All methods were executed in accordance with the relevant guidelines and regulations.

Study framework

The most recent Multiple Indicator Cluster Surveys (MICS) from 2017 to 2023 were employed to conducted this analysis consisting of sample collected from 26 LLMICs. These surveys are population-based, nationally representative surveys that employ a standardized methodology and are supported by the United Nations Children’s Fund (UNICEF). The MICS are approved by the national ethical committees from each country. A two-stage sampling approach is followed by each country, defining clusters in the first stage followed by large-sized random samples of households in the second stage. The questionnaire method is used to collect primary data from households and women after informed consent.

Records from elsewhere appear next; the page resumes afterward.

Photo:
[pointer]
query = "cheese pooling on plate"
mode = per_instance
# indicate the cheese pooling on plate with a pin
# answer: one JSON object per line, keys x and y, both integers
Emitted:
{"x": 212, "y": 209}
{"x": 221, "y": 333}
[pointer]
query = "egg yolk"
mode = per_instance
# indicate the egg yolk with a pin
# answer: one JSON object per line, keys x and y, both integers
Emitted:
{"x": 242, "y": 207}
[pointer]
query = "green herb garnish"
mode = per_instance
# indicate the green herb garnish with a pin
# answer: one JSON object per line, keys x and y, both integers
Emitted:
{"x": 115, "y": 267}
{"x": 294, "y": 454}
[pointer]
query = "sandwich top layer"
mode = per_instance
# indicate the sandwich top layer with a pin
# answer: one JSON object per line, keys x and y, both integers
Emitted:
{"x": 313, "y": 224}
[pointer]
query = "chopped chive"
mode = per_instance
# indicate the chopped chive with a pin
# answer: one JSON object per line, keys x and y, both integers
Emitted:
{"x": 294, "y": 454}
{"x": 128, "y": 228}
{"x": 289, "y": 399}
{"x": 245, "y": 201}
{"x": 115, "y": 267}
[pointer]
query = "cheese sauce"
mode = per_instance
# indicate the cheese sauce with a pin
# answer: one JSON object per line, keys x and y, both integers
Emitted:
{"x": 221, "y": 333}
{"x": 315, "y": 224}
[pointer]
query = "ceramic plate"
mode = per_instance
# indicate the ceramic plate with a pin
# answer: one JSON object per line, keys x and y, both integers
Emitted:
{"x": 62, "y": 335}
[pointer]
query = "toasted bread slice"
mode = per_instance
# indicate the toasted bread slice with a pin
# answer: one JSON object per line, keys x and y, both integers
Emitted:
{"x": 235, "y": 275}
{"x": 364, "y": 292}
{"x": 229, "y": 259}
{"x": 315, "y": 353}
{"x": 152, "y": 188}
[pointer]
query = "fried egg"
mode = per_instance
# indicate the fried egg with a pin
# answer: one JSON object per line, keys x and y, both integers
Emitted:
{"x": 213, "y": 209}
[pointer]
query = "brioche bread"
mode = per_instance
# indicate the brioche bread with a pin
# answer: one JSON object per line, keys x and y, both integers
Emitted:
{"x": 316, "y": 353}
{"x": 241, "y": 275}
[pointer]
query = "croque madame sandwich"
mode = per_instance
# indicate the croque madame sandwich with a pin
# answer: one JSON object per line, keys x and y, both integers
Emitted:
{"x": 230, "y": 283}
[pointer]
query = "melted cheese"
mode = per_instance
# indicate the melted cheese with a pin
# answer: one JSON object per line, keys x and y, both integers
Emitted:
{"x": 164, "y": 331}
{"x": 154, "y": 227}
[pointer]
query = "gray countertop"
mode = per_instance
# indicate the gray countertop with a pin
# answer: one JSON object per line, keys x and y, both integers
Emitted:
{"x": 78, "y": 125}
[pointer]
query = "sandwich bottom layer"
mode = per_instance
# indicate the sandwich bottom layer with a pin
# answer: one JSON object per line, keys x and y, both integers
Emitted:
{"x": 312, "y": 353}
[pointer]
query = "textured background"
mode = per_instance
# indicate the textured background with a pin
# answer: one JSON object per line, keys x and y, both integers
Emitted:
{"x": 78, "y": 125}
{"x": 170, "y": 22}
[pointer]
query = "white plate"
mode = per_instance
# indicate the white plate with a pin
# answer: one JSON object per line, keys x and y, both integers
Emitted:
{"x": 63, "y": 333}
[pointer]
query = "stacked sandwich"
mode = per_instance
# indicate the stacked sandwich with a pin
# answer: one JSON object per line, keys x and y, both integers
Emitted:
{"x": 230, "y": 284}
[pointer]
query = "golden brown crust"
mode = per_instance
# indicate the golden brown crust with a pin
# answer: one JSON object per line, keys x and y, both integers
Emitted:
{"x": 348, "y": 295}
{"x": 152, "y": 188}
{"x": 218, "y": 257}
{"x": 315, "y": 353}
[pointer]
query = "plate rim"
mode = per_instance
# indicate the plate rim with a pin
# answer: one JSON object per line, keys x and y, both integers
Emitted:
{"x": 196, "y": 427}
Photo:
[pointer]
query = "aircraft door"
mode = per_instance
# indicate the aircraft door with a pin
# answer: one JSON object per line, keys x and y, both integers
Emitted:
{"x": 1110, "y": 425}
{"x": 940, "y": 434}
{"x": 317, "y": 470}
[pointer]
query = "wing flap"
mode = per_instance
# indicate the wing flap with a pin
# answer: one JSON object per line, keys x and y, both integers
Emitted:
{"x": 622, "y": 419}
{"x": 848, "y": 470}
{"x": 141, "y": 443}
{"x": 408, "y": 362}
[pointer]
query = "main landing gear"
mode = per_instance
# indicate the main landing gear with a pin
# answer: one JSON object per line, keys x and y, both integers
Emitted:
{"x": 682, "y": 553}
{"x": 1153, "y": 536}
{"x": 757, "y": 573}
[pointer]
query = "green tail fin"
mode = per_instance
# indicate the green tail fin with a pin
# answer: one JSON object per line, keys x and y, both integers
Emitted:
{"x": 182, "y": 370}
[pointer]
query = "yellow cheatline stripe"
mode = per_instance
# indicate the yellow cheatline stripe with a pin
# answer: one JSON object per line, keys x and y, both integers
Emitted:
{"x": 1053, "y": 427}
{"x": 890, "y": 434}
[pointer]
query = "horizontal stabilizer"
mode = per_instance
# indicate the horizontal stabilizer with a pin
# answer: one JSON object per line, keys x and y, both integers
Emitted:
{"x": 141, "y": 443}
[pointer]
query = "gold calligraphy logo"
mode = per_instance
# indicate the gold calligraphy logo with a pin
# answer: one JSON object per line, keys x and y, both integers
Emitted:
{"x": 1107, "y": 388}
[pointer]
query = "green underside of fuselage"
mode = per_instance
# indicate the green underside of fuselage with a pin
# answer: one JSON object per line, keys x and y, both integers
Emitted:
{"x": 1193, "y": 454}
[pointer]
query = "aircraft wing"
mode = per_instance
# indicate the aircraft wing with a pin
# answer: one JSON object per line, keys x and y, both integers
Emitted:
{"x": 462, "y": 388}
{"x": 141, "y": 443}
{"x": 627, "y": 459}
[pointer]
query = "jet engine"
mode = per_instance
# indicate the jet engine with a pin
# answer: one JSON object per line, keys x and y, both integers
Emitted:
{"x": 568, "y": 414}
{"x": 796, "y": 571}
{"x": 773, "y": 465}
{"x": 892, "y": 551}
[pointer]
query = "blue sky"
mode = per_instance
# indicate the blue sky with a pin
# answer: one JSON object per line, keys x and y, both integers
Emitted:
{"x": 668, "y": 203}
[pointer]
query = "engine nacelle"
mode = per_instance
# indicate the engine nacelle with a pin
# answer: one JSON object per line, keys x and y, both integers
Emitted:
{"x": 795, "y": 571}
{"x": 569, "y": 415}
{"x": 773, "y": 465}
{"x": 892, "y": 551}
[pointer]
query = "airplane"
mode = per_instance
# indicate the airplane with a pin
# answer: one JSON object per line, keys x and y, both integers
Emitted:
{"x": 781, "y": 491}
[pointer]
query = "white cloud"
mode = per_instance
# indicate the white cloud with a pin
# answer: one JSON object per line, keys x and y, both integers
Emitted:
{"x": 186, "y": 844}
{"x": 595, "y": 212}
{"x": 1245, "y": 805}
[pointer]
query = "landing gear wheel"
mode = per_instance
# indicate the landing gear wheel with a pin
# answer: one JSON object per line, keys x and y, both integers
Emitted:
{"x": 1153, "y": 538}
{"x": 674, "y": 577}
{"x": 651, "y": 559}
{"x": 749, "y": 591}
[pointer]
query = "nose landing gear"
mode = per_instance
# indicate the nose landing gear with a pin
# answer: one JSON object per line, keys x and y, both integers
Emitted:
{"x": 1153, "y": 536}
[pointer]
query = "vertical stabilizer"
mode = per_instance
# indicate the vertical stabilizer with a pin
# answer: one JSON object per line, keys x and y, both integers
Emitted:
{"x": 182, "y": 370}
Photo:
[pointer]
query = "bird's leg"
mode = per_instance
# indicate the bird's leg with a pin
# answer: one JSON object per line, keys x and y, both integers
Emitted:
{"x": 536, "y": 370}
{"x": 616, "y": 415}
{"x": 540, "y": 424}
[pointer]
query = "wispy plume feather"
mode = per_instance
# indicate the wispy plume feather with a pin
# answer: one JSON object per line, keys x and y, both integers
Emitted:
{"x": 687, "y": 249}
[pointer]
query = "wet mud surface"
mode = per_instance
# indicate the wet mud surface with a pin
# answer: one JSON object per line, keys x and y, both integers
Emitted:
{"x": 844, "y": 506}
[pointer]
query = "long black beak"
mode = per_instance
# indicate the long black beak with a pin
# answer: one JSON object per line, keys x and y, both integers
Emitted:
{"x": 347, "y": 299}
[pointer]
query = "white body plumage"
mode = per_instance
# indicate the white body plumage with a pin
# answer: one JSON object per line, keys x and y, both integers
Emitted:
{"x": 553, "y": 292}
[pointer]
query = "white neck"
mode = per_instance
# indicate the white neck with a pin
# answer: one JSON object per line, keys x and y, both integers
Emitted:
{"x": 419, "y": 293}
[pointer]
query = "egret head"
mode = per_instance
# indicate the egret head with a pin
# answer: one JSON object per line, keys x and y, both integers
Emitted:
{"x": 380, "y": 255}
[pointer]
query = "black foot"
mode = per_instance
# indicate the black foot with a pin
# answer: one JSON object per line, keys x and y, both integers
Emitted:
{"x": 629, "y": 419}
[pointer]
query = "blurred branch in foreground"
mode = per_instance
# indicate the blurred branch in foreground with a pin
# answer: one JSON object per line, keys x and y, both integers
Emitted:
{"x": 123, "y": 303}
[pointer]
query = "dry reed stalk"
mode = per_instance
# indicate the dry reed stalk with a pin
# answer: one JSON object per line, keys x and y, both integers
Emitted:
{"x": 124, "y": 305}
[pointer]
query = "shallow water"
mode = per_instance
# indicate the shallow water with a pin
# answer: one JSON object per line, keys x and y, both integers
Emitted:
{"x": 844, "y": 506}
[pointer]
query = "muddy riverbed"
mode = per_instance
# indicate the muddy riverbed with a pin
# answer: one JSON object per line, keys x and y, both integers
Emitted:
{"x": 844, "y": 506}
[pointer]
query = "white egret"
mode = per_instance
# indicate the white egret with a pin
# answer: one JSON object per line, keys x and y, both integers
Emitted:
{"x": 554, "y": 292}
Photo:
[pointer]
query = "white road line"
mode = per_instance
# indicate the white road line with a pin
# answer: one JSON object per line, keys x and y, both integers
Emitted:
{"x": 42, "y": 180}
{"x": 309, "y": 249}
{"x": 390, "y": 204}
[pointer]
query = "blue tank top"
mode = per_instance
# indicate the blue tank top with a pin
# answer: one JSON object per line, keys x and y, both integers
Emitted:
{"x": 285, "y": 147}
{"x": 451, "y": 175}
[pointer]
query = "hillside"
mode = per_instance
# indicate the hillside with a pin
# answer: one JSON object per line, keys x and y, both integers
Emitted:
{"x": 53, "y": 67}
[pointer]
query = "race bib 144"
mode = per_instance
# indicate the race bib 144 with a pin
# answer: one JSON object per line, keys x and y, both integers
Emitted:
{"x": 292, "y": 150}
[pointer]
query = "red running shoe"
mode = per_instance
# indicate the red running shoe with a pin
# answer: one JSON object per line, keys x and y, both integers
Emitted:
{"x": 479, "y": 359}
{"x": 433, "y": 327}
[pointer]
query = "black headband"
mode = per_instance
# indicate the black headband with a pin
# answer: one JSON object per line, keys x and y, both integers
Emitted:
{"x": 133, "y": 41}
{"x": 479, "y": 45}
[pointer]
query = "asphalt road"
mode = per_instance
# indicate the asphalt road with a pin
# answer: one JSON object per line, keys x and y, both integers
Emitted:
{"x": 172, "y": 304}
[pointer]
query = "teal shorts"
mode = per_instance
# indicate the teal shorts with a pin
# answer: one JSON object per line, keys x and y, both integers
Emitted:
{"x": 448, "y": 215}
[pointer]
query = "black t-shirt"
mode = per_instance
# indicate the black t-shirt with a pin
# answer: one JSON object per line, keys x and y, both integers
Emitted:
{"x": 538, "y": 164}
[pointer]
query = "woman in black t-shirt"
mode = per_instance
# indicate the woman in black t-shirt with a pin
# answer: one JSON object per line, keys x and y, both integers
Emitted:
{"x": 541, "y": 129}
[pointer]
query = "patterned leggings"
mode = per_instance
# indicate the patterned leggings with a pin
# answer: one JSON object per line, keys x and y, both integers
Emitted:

No additional human consent or ethical approval is required as this study used secondary data. The MICS typically achieved large sample sizes in each country with detailed information using household and women’s questionnaires. The women’s questionnaire records information from females within reproductive years (15–49) and their children aged under five. The UNICEF’s Multiple Indicator Cluster Surveys (MICS) employs standardized uniform questionnaires, sampling techniques, and interviewer training to secure consistency across countries. Although minor regional differences in field implementation may occur, these are limited by the harmonized survey design and quality assurance mechanisms applied by UNICEF.

Target population

The selection of MICS surveys for this study was guided by five criteria: (1) availability of MICS data collected between 2017 and 2023, (2) inclusion of children residing in LLMICs as classified by the World Bank,²² (3) availability of indicators used to measure MEPI⁶, (4) presence of cough and shortness of breath measures, which together define ARI following UNICEF-MICS guidelines,²³ and (5) availability of covariates. The initial selection comprised 393,501 children across 29 LLMICs. For the final analytic sample, five countries with missing essential variables and children with incomplete data on dependent or independent variables (n = 49,341). After exclusions, the final dataset consisted of 344,160 children aged under five across 26 countries including 11 low and 15 lower middle income countries.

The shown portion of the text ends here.